Mr. Gutierrez had stopped answering both of his cell phones, something he would normally never do, by 4 p.m. that Sunday. Police believe he died sometime before then.
“I was the second to last person to talk to him,” Ms. Gutierrez said. “I don’t know who was the last.”
She said losing her father was hard on the family. The grandchildren still talk about him. Three more have been born since his death. When the Cowboys play, which some in the family are paying less attention to every year, they remember how he would have reacted.
Mr. Gutierrez was known to be blunt with his feelings. If he didn’t like you, he wouldn’t hide it, but his family insists, there was a side that was easy to love. It was the side that spoiled his grandchildren, sent money to care for his mother and always hosted parties for birthdays, Thanksgiving and Cowboy games.
“His house was everybody’s house,” Ms. Reyna said.
All Ms. Gutierrez wants is justice for her father before his grandchildren are old enough to attend a trial. Right now, they’re between the ages of 1 and 9.

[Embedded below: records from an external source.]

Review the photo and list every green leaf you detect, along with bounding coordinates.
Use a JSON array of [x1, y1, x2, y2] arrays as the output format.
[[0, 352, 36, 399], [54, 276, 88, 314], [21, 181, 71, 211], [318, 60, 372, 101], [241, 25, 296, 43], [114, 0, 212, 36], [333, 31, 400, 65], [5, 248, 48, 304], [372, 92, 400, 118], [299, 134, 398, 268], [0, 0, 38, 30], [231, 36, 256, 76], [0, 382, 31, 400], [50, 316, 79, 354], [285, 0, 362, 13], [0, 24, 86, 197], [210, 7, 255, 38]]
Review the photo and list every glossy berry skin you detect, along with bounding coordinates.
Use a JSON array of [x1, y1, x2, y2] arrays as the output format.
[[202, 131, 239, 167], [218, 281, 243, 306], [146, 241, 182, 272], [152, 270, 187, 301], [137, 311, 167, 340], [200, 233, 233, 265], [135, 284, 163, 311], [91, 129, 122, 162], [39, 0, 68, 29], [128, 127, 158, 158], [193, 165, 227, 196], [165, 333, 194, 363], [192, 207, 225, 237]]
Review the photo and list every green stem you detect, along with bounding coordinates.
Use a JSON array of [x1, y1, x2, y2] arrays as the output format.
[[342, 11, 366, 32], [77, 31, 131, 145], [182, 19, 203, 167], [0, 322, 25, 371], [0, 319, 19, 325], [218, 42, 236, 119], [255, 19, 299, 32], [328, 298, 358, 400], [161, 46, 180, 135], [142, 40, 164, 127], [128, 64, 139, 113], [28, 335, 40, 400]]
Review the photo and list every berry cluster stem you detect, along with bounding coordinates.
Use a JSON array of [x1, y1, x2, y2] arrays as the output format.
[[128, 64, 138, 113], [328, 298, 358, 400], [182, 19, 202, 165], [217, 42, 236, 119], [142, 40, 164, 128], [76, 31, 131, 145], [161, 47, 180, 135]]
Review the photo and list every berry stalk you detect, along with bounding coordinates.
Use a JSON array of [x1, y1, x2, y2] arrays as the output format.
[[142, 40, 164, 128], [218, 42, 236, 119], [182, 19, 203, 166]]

“It would be too hard on them,” she said. “That’s a lot of hatred for a kid to have.”
Copyright 2013 QCOnline
Jorge L. “George” Gutierrez, Sr., 47, of East Moline, Illinois, was born Nov. 9, 1956, in Del Rio, Texas, the son of Jose L. and Delia Hernandez Gutierrez.
He died Oct. 19, 2004, in Davenport, IA.
He was a construction worker for Valley Construction in Rock Island, Illinois. He was a member of the Local 309 and the #1 Dallas Cowboys Fan Club. He enjoyed watching the cooking shows on television and never missed a Cowboys game. He loved going to Walmart.

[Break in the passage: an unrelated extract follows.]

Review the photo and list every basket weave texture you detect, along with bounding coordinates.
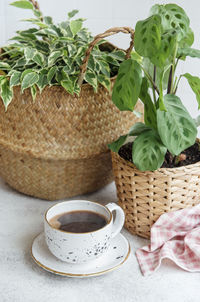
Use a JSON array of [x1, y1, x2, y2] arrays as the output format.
[[112, 152, 200, 238], [0, 27, 142, 200], [0, 84, 141, 200]]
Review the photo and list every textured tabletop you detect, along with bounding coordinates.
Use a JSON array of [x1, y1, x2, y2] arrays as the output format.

Survivors included his children, Jorge L. Gutierrez, Jr., Zoila Gutierrez, Fidencio Gutierrez, and Elizabeth Gutierrez, all of Kingsville, Texas, and Yvonne Gutierrez of East Moline, Rodolfo Gutierrez, Erica (Hector) Gonzalez, and Louie Gutierrez, all of Davenport; 15 grandchildren; mother Delia Gutierrez of Kingsville; brothers and sisters (and spouses) Jose Gutierrez, Lorena Gutierrez, Sylvia (Mel) Alvarez, Rosa Gutierrez, Esmeralda Gutierrez, Noe (Glenda) Perez, Irma Perez, all of Kingsville, and Eleazar (Brenda) Medina of Davenport; and special friends Dora Reyna of Rock Island and Margaret Torres of Davenport.
He was preceded in death by his father.
A handful of Mr. Gutierrez’s ashes were sprinkled at the Dallas Cowboys stadium, as was his wish.